Background and purpose Controversy exists over the prognostic significance of the affected hemisphere in stroke. We aimed to determine the relationship between laterality of acute intracerebral haemorrhage (ICH) and poor clinical outcomes.

Methods A subsidiary analysis of the INTERACT Pilot and INTERACT2 studies—randomised controlled trials of patients with spontaneous acute ICH with elevated systolic blood pressure (BP), randomly assigned to intensive (target systolic BP <140 mm Hg) or guideline-based (<180 mm Hg) BP management. Outcomes were the combined and separate end points of death and major disability (modified Rankin scale (mRS) scores of 3–6, 6 and 3–5, respectively) at 90 days.

Results A total of 2708 patients had supratentorial/hemispheric ICH and information on mRS at 90 days.
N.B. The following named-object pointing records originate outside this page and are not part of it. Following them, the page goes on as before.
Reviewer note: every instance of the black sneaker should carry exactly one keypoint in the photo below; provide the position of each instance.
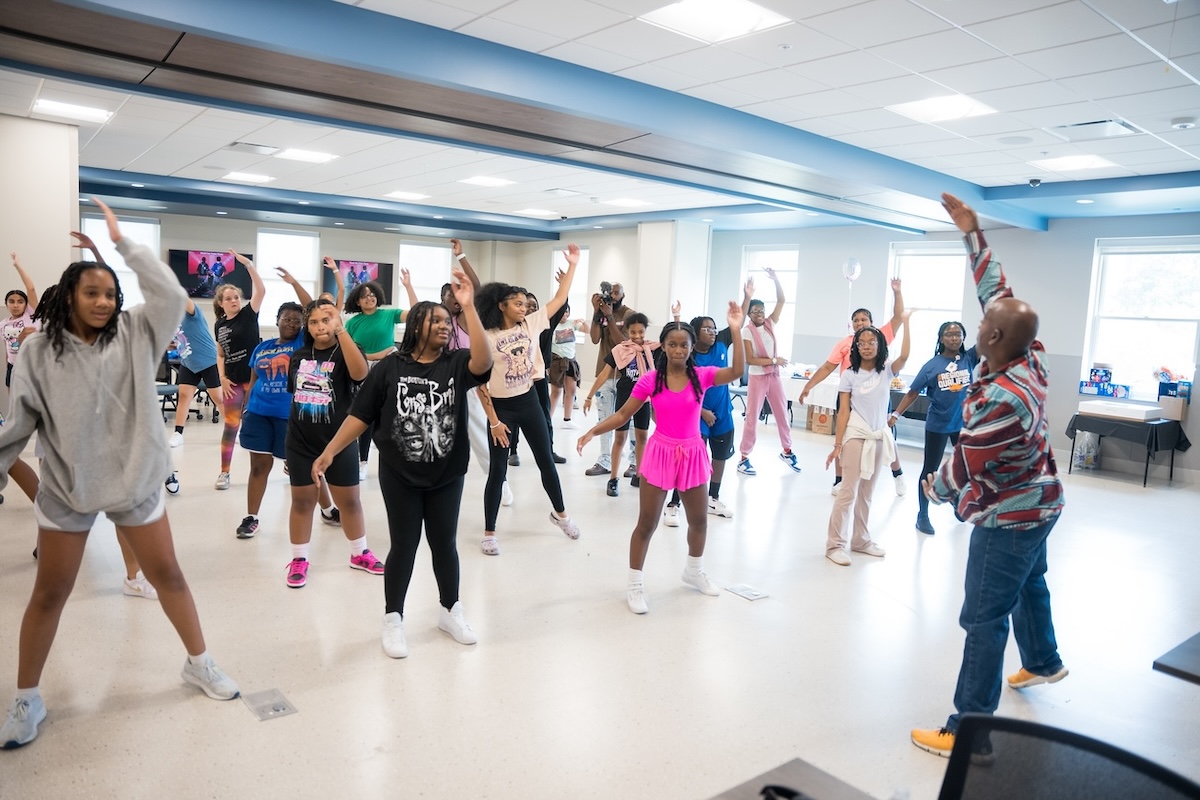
(247, 527)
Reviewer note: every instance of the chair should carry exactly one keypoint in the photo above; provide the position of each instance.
(1001, 758)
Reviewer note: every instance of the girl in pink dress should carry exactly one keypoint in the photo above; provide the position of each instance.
(676, 456)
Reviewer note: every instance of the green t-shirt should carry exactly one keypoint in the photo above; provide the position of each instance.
(375, 332)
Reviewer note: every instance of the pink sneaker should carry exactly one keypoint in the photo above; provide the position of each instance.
(298, 572)
(367, 563)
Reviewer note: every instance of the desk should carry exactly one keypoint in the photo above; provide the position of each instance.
(1155, 434)
(798, 775)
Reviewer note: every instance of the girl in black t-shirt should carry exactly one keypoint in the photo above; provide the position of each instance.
(322, 377)
(417, 400)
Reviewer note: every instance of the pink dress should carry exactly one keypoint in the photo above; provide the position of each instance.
(676, 456)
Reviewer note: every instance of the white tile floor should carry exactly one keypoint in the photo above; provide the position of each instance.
(568, 693)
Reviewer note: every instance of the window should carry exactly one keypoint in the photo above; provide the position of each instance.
(139, 229)
(580, 299)
(785, 259)
(1145, 310)
(933, 277)
(299, 253)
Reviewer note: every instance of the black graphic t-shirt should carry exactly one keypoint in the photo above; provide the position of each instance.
(420, 415)
(322, 392)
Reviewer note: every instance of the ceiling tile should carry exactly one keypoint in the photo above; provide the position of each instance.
(877, 23)
(1050, 26)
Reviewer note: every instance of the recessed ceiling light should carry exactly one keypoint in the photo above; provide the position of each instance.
(72, 112)
(714, 20)
(486, 180)
(1072, 163)
(309, 156)
(247, 178)
(942, 109)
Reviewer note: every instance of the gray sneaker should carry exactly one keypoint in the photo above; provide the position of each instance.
(21, 727)
(210, 679)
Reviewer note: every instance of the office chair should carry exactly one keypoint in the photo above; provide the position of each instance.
(1001, 758)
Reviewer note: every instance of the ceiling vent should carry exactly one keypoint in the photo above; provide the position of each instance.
(1093, 131)
(256, 149)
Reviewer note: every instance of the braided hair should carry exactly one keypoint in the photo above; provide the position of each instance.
(414, 328)
(660, 359)
(881, 355)
(55, 310)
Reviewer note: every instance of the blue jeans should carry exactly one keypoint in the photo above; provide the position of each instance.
(1006, 576)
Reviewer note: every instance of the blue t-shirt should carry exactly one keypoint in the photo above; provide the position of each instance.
(270, 362)
(945, 382)
(197, 350)
(717, 400)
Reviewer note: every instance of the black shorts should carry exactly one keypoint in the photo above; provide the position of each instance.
(343, 471)
(721, 445)
(210, 377)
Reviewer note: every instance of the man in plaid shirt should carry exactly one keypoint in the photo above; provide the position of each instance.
(1002, 479)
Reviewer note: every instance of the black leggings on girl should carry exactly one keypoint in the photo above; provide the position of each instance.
(935, 447)
(522, 411)
(408, 507)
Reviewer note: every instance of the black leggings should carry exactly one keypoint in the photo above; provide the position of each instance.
(407, 509)
(935, 447)
(521, 413)
(543, 389)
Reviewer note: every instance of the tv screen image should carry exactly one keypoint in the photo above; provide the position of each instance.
(201, 271)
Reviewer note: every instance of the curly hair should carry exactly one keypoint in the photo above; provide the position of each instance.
(660, 359)
(55, 308)
(352, 301)
(414, 329)
(941, 331)
(881, 356)
(487, 302)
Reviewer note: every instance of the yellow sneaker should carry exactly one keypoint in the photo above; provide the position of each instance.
(939, 741)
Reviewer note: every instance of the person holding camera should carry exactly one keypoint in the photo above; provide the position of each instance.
(609, 330)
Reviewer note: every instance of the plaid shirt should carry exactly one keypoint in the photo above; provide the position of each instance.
(1002, 473)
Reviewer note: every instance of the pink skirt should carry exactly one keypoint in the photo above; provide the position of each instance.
(676, 463)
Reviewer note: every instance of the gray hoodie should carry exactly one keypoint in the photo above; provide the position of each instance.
(95, 407)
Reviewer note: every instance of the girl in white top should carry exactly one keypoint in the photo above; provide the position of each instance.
(863, 438)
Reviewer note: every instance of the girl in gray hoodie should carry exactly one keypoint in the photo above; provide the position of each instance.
(85, 384)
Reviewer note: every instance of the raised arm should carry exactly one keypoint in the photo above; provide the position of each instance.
(456, 248)
(258, 289)
(564, 286)
(301, 293)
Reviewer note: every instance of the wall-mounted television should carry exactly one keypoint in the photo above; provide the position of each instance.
(201, 271)
(355, 272)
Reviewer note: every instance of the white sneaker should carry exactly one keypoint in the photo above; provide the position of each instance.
(21, 727)
(700, 581)
(455, 624)
(635, 596)
(395, 645)
(210, 679)
(565, 525)
(141, 588)
(719, 509)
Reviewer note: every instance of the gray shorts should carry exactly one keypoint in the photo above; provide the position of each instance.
(54, 515)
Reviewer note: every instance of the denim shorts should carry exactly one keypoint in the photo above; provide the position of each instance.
(55, 515)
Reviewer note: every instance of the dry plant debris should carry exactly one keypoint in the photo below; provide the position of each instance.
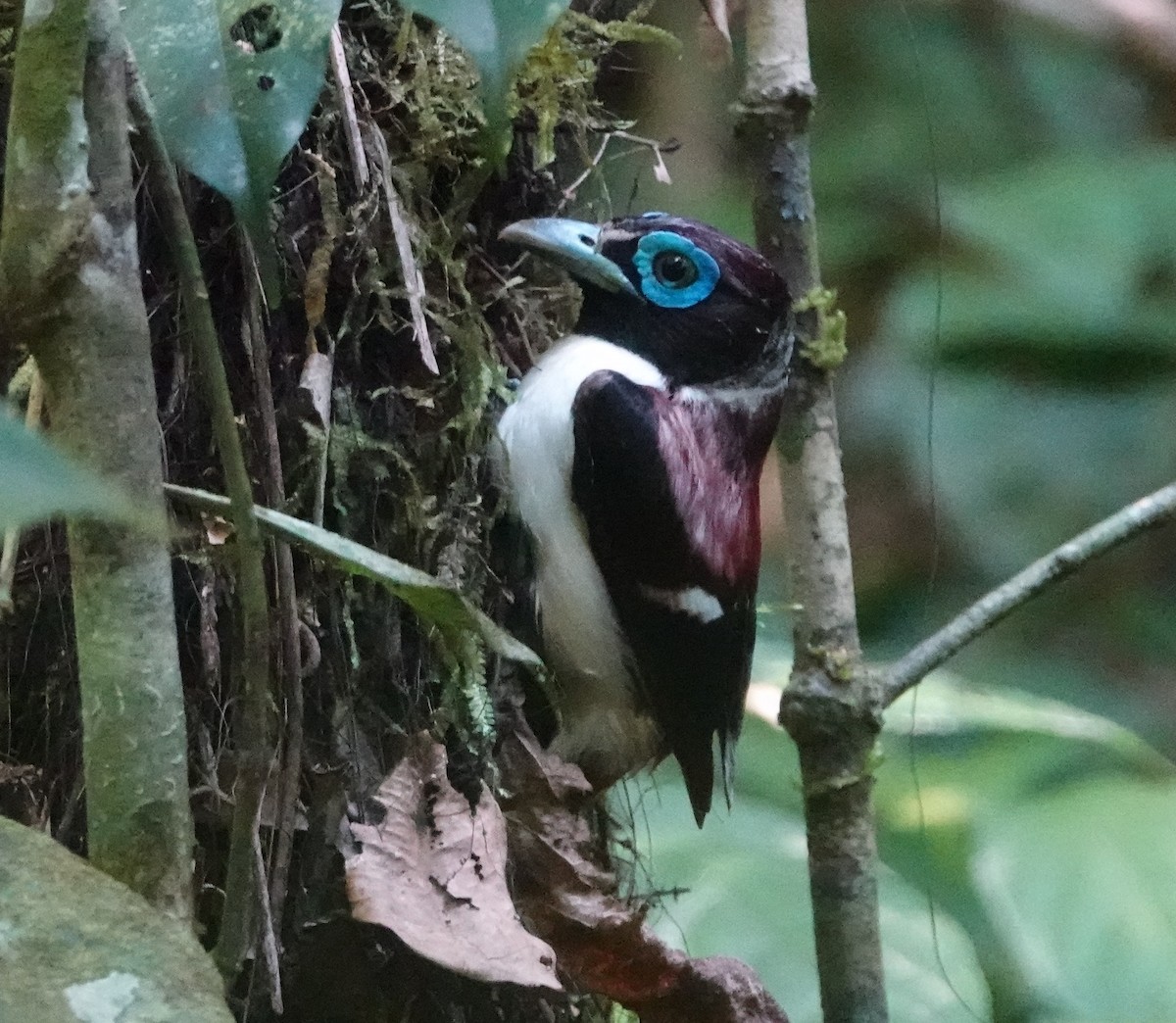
(603, 942)
(433, 871)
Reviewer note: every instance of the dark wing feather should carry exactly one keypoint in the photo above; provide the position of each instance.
(668, 487)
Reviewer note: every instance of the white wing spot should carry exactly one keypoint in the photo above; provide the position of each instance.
(697, 603)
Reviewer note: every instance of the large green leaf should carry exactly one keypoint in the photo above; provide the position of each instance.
(36, 482)
(77, 946)
(498, 34)
(976, 759)
(434, 601)
(746, 895)
(1053, 271)
(1082, 886)
(233, 83)
(1018, 467)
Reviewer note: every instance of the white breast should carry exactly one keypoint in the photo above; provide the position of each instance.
(599, 724)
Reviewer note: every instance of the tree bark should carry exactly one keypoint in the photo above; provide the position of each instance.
(69, 247)
(830, 706)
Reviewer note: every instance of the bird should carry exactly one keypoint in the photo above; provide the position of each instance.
(633, 453)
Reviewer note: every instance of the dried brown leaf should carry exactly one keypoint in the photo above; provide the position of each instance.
(434, 873)
(569, 899)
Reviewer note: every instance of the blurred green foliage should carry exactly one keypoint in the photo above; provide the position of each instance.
(997, 210)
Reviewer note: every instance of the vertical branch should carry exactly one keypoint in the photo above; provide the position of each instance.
(254, 721)
(70, 271)
(830, 706)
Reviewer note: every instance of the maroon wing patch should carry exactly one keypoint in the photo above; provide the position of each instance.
(668, 487)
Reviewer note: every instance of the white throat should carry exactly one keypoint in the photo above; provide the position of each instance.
(600, 729)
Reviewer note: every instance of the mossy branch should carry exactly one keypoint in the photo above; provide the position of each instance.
(256, 716)
(829, 706)
(71, 288)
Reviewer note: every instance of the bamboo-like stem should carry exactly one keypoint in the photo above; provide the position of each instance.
(992, 609)
(254, 723)
(71, 288)
(34, 410)
(830, 706)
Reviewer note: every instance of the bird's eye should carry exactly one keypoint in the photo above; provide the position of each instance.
(674, 269)
(675, 273)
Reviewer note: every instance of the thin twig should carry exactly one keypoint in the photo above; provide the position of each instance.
(351, 119)
(415, 283)
(993, 607)
(33, 411)
(268, 936)
(256, 714)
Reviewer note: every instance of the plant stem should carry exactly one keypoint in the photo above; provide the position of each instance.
(34, 410)
(70, 273)
(995, 606)
(254, 724)
(830, 706)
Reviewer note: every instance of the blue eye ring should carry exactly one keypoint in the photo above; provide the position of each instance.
(692, 288)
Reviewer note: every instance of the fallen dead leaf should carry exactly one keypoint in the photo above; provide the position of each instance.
(568, 898)
(434, 873)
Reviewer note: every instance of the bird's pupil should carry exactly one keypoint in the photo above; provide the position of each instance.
(674, 268)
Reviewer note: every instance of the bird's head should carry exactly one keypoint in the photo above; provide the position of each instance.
(700, 306)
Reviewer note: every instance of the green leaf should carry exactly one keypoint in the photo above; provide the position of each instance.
(498, 34)
(233, 83)
(1081, 886)
(747, 897)
(434, 601)
(79, 946)
(36, 482)
(1067, 457)
(1054, 271)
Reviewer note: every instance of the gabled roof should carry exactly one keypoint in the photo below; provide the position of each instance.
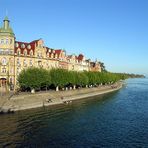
(26, 45)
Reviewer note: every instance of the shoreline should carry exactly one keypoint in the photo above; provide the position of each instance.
(41, 99)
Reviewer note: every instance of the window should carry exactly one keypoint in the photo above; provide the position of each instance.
(29, 47)
(2, 41)
(18, 62)
(18, 52)
(31, 64)
(4, 61)
(23, 46)
(25, 63)
(10, 41)
(16, 45)
(7, 41)
(40, 63)
(31, 53)
(25, 52)
(4, 70)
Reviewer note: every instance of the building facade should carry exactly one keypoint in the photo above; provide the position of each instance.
(16, 56)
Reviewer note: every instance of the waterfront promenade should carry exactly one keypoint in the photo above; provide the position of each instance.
(24, 101)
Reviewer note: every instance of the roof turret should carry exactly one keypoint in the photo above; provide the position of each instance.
(6, 30)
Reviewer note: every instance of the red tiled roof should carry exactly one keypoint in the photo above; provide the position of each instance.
(32, 45)
(80, 57)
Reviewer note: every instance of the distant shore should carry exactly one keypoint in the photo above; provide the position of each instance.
(25, 101)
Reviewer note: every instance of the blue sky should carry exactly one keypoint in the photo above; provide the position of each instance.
(113, 31)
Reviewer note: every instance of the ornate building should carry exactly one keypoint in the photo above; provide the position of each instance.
(16, 56)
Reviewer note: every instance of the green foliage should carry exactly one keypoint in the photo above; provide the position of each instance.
(37, 78)
(34, 78)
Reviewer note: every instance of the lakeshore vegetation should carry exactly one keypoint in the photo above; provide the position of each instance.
(41, 79)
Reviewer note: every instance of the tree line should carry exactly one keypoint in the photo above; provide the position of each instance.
(41, 79)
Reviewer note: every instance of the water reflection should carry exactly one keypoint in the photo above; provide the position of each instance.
(113, 120)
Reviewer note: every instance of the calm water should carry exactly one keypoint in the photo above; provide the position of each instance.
(119, 119)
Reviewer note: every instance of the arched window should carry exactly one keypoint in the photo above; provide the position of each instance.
(4, 61)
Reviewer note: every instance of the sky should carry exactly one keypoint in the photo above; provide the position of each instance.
(114, 32)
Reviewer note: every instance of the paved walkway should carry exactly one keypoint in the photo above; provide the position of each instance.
(39, 99)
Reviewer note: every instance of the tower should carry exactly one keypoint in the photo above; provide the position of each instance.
(7, 42)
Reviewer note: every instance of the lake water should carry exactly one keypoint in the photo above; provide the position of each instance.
(119, 119)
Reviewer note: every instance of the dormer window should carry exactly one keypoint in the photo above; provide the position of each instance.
(23, 46)
(25, 63)
(51, 55)
(18, 52)
(31, 53)
(2, 41)
(40, 45)
(16, 45)
(56, 55)
(7, 41)
(25, 52)
(29, 47)
(4, 61)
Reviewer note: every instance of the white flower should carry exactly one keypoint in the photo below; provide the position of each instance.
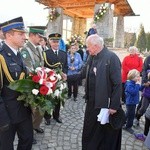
(52, 78)
(65, 85)
(56, 93)
(47, 70)
(61, 87)
(38, 69)
(49, 84)
(35, 91)
(41, 81)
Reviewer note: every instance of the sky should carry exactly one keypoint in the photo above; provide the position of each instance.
(34, 13)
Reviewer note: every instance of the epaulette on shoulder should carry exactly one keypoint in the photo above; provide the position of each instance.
(1, 49)
(62, 51)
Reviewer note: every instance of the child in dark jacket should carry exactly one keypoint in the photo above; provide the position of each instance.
(142, 136)
(132, 88)
(146, 97)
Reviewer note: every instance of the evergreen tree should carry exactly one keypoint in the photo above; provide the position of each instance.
(141, 40)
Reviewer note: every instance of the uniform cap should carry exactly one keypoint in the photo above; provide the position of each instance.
(14, 24)
(55, 36)
(37, 30)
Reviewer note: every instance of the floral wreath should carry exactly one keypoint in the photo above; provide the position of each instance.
(43, 88)
(53, 14)
(100, 13)
(76, 39)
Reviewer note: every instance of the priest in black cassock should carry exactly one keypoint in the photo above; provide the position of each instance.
(103, 92)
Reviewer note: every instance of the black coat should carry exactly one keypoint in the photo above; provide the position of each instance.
(108, 79)
(16, 110)
(53, 59)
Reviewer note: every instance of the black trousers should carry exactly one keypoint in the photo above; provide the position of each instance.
(24, 131)
(137, 115)
(72, 88)
(56, 112)
(123, 93)
(146, 126)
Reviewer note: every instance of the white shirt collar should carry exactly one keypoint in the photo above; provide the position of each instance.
(14, 50)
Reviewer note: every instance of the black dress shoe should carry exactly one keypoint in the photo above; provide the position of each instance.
(58, 120)
(39, 130)
(75, 99)
(34, 141)
(47, 121)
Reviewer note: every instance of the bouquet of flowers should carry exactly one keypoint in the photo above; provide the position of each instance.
(100, 13)
(53, 14)
(41, 89)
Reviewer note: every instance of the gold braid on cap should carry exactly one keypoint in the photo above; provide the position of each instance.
(5, 69)
(56, 65)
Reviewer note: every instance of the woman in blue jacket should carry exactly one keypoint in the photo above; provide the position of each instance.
(132, 88)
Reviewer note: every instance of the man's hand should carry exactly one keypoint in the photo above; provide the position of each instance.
(112, 111)
(64, 76)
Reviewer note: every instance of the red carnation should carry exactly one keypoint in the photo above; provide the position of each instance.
(36, 78)
(53, 87)
(51, 73)
(44, 90)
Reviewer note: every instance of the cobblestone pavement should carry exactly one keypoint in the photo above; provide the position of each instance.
(67, 136)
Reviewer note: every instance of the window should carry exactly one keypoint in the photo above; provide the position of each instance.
(67, 27)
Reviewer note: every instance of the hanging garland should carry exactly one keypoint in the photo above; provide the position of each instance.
(53, 14)
(100, 13)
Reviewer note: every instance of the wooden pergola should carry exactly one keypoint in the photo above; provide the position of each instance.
(85, 8)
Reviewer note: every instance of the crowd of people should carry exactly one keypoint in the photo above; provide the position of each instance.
(109, 83)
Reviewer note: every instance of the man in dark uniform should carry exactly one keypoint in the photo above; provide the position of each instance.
(32, 57)
(1, 38)
(54, 58)
(12, 68)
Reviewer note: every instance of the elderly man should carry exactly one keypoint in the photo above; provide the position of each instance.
(12, 69)
(103, 91)
(32, 57)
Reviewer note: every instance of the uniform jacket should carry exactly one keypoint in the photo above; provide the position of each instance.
(53, 59)
(32, 56)
(132, 92)
(108, 79)
(17, 112)
(131, 62)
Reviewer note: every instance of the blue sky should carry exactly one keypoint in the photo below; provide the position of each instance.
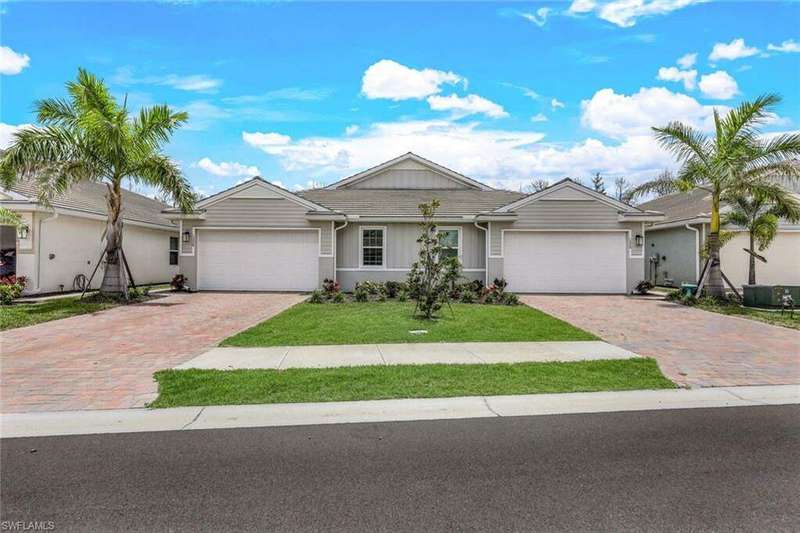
(303, 93)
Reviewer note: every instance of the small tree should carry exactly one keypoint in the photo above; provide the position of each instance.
(433, 275)
(597, 183)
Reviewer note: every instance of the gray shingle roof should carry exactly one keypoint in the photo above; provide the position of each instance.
(90, 196)
(681, 205)
(405, 202)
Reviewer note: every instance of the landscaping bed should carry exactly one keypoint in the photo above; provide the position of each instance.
(237, 387)
(393, 322)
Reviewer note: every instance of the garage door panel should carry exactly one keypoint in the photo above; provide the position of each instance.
(580, 262)
(258, 260)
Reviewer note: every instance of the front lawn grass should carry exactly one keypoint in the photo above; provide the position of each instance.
(27, 314)
(390, 322)
(236, 387)
(734, 309)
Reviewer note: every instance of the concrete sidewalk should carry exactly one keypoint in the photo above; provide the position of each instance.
(298, 414)
(280, 357)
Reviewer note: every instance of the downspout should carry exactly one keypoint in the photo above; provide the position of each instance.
(485, 253)
(336, 245)
(696, 252)
(39, 249)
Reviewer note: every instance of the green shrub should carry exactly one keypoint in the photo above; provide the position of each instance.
(317, 297)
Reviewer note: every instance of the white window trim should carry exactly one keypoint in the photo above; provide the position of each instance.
(361, 265)
(460, 238)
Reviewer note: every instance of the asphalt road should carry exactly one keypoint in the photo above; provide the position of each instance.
(699, 469)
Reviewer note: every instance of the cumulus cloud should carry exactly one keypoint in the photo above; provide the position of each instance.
(688, 77)
(7, 132)
(462, 106)
(735, 49)
(687, 61)
(788, 45)
(390, 80)
(12, 62)
(622, 116)
(227, 169)
(192, 82)
(624, 13)
(719, 85)
(539, 17)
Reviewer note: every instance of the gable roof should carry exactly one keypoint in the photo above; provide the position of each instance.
(569, 184)
(247, 189)
(405, 202)
(457, 178)
(90, 197)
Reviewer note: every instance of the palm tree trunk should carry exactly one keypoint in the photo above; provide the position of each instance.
(115, 279)
(715, 287)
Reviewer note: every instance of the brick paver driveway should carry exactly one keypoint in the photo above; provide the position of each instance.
(693, 347)
(106, 360)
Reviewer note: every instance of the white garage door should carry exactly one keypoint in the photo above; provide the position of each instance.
(258, 260)
(565, 262)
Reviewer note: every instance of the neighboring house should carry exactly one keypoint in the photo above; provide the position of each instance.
(67, 239)
(257, 236)
(674, 246)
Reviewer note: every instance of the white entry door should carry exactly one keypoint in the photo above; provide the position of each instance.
(579, 262)
(258, 260)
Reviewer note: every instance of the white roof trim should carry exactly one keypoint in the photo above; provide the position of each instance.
(259, 182)
(446, 172)
(567, 183)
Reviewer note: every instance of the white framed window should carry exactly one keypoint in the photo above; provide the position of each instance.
(372, 243)
(451, 241)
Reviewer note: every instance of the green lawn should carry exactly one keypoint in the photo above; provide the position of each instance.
(28, 314)
(770, 317)
(237, 387)
(390, 322)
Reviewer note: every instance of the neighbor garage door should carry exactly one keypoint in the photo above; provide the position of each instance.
(258, 260)
(565, 262)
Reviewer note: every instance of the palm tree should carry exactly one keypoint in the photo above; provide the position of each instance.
(759, 213)
(736, 161)
(89, 136)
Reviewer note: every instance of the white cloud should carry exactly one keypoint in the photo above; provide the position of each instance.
(227, 169)
(687, 61)
(788, 45)
(719, 85)
(391, 80)
(539, 17)
(688, 77)
(462, 106)
(624, 13)
(735, 49)
(12, 62)
(265, 140)
(192, 82)
(7, 132)
(582, 6)
(622, 116)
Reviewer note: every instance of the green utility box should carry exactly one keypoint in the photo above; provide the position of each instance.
(769, 295)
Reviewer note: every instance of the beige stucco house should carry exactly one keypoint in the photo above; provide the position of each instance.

Patients with right hemispheric ICH (1327, 49%) had a higher risk of death at 90 days compared to those with left hemispheric ICH after adjustment for potential confounding variables (OR, 1.77 (95% CI 1.33 to 2.37)). There were no differences between patients with right and left hemispheric ICH regarding the combined end point of death or major disability or major disability in the multivariable-adjusted models (1.07 (0.89 to 1.29) and 0.85 (0.72 to 1.01), respectively).

Conclusions Right hemispheric lesion was associated with increased risk of death in patients with acute ICH. The laterality of the ICH does not appear to affect the level of disability in survivors.